Despite the benefits of outsourcing by individual businesses to foreign countries, there are also some disadvantages. "Bernard, Jensen, and Schott (2006) examine the implications of falling trade costs on U.S. manufacturers, and specifically examine the channels by which trade affects the distribution of economic activity. They find when trade costs in an industry fall, plants are more likely to close. They also find that low productivity, non-exporting plants are more likely to die (Jensen)." While companies practice outsourcing, there is almost always the language barrier. Phone calls may be difficult to understand pronunciations and comprehend topics as sometimes there is a loss of wording in translation. This can lead to a decrease in customer relations. Thick foreign accents can make it difficult for customers to understand what thecall centeremployees are saying. This can lead to frustration and drive customers away to other businesses who use operators and sales staff who speak clear, accent-free English.

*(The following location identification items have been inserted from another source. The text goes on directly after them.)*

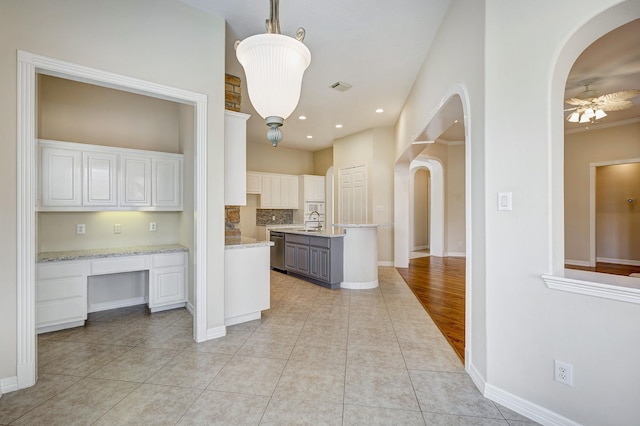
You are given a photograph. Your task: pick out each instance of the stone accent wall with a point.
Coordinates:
(231, 224)
(266, 217)
(232, 94)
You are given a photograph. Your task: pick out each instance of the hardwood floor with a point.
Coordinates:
(439, 284)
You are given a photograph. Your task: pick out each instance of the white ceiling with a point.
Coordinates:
(377, 46)
(613, 64)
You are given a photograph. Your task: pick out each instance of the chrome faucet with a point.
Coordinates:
(319, 225)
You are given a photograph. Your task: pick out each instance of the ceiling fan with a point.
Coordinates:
(589, 105)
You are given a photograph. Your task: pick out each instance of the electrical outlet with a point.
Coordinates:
(563, 372)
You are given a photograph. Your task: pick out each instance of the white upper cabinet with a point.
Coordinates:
(167, 183)
(313, 187)
(83, 177)
(61, 174)
(279, 191)
(99, 182)
(135, 180)
(235, 158)
(254, 183)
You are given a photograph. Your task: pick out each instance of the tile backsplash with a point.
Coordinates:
(274, 216)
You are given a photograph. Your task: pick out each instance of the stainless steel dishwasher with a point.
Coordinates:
(277, 250)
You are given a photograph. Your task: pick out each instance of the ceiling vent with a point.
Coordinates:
(341, 86)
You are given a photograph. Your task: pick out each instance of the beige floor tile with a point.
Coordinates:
(15, 404)
(223, 408)
(437, 419)
(151, 405)
(312, 381)
(249, 375)
(137, 365)
(356, 415)
(84, 360)
(228, 344)
(81, 403)
(434, 355)
(296, 412)
(451, 393)
(268, 345)
(379, 387)
(190, 369)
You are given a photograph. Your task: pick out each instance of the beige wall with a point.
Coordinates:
(84, 113)
(322, 161)
(421, 197)
(455, 200)
(581, 149)
(127, 37)
(374, 149)
(262, 157)
(617, 218)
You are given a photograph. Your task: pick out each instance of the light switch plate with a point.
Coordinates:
(505, 201)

Employees working for an outsourced company may lack company knowledge, misunderstanding the goals of the company, target markets, or strategies of the firm. When a firm begins to outsource its business processes, it might find that it is difficult to manage the offshore provider when compared to managing processes within the organization. "Also, there can be disadvantages in renewing contracts, misunderstanding of the contract, lack of communication, poor quality and delayed services amongst others and many more (www.outsource2indea.com)."
Outsourcing has both its benefits and disadvantages no matter which way a business corporation, politician or business professional looks at it. As a topic that has been around for roughly half a century it is obvious that companies are willing to do almost anything in order to see the success of their business. They are willing to cut operating costs and save money on labor but they will struggle with language barriers and management. Outsourcing will continue to be a part of the modern world economy for many years to come as corporations try to out-compete each other to cut labor costs and retain higher revenues while the home country will have a significant decrease in unemployment and struggle to create new jobs.